The leadership programme for serving heads (widely taken up) does reflect this, however. The tension between this approach and that of the NPQH (and between headship training in England and that in, for example, Scotland or the United States) needs resolving. The new national standards, says Tomlinson, will need to encourage other approaches - “for example, the capacity publicly to challenge government priorities”.
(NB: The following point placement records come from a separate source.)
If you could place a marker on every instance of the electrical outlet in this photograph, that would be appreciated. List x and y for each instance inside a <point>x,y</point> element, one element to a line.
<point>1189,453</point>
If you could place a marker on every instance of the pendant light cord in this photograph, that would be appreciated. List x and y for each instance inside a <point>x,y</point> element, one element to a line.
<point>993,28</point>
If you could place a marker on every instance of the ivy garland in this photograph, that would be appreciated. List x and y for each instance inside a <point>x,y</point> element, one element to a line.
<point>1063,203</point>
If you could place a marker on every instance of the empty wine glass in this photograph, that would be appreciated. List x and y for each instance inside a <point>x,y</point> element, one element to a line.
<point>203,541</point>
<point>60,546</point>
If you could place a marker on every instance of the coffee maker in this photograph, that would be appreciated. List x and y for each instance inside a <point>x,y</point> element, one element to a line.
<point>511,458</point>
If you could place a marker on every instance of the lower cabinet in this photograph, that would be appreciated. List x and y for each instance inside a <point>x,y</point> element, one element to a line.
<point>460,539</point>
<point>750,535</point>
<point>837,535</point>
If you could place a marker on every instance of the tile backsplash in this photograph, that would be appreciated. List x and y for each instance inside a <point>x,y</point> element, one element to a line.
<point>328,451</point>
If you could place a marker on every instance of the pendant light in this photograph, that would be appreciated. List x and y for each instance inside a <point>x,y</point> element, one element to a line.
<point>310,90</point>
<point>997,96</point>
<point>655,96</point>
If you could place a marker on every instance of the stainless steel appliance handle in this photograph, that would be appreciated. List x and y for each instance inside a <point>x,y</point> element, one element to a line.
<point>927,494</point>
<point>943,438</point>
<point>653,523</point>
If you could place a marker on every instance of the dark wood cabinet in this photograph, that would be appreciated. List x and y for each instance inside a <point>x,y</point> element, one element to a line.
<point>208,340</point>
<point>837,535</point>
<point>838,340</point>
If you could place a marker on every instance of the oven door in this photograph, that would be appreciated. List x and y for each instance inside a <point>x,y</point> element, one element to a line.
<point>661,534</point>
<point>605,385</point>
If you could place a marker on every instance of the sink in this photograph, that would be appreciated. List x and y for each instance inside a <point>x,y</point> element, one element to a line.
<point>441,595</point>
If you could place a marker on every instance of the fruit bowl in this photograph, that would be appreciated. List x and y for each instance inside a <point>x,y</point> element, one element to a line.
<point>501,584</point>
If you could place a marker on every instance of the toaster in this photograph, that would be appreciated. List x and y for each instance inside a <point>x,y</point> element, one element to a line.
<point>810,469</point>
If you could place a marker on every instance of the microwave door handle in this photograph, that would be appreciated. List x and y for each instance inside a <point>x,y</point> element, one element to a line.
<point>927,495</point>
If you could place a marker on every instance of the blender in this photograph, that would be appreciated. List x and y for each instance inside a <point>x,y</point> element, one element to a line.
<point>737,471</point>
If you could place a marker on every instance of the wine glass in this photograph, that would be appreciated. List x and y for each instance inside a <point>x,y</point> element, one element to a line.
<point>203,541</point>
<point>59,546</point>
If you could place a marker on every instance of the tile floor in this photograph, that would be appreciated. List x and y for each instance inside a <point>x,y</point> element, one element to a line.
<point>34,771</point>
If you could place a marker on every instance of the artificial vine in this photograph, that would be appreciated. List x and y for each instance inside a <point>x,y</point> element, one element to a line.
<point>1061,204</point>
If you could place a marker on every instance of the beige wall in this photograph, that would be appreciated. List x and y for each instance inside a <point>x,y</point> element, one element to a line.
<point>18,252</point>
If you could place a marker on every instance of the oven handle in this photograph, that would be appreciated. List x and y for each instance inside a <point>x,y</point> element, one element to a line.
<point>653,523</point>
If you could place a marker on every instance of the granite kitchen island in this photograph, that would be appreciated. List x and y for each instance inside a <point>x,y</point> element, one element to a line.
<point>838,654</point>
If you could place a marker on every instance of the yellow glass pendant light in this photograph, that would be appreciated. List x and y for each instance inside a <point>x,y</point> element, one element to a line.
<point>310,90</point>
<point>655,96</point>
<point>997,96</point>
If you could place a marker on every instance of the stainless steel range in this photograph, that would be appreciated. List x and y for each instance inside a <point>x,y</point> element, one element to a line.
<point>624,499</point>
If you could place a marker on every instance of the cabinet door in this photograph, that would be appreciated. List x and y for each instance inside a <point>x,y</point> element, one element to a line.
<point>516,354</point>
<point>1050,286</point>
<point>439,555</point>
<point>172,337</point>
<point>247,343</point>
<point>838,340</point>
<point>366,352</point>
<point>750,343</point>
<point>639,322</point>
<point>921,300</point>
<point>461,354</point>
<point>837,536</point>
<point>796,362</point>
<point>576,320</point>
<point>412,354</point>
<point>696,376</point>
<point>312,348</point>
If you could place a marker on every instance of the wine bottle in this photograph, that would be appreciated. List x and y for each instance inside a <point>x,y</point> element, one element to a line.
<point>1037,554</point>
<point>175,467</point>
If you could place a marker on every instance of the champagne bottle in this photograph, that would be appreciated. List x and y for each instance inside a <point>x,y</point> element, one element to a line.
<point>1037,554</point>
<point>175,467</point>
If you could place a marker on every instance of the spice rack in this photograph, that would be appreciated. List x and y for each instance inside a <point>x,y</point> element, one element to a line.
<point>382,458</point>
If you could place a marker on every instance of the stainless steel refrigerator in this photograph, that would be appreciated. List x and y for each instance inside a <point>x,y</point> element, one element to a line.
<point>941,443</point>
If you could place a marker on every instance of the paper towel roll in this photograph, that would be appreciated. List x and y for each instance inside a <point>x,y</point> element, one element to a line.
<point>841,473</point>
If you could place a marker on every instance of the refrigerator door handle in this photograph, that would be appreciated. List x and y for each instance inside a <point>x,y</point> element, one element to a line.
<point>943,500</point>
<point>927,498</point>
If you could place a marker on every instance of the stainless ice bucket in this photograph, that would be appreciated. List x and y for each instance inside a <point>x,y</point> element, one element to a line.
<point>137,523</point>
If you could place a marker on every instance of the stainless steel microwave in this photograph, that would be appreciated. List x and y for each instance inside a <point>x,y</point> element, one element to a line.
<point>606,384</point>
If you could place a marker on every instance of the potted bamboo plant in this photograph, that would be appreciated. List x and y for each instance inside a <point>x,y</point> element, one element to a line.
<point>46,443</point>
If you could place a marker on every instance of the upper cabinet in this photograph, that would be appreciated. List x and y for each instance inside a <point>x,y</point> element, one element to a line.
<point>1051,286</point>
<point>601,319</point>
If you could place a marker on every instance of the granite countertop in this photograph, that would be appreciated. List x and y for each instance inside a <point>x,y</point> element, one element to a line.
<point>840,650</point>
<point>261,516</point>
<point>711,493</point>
In a too-brief final section, Emma Westcott from the General Teaching Council and Howard Green himself pick up this challenge. For Westcott, the standards framework is, at best, the first step in an evolving process. It doesn’t begin to reflect, she says, the multi-faceted complexity of teaching; it is compromised by the shifting political priorities that dictated it; it is still, essentially, a deficit model. Above all, it is not “professional” in the sense that the book’s title should imply. It is something that is dictated to teachers, not born out of their experience and reflection.

For Green, though, the framework is an essential step. The standards are not, he says, and can never be, tablets of stone; they will of necessity need constant review. But he concedes that they are too firmly rooted in outdated policies and assumptions, too redolent of central control. They are at once too specific and too limited: they do not sufficiently reflect the people, process and values-based dimensions of every teacher’s role.

But they have been, he insists, “an essential component of the drive for system-wide improvement”.

The unasked question - the one that should determine the future of the standards and accountability agenda - is whether there is evidence to support this claim. As yet we don’t know. This book, despite its strengths, does not tell us.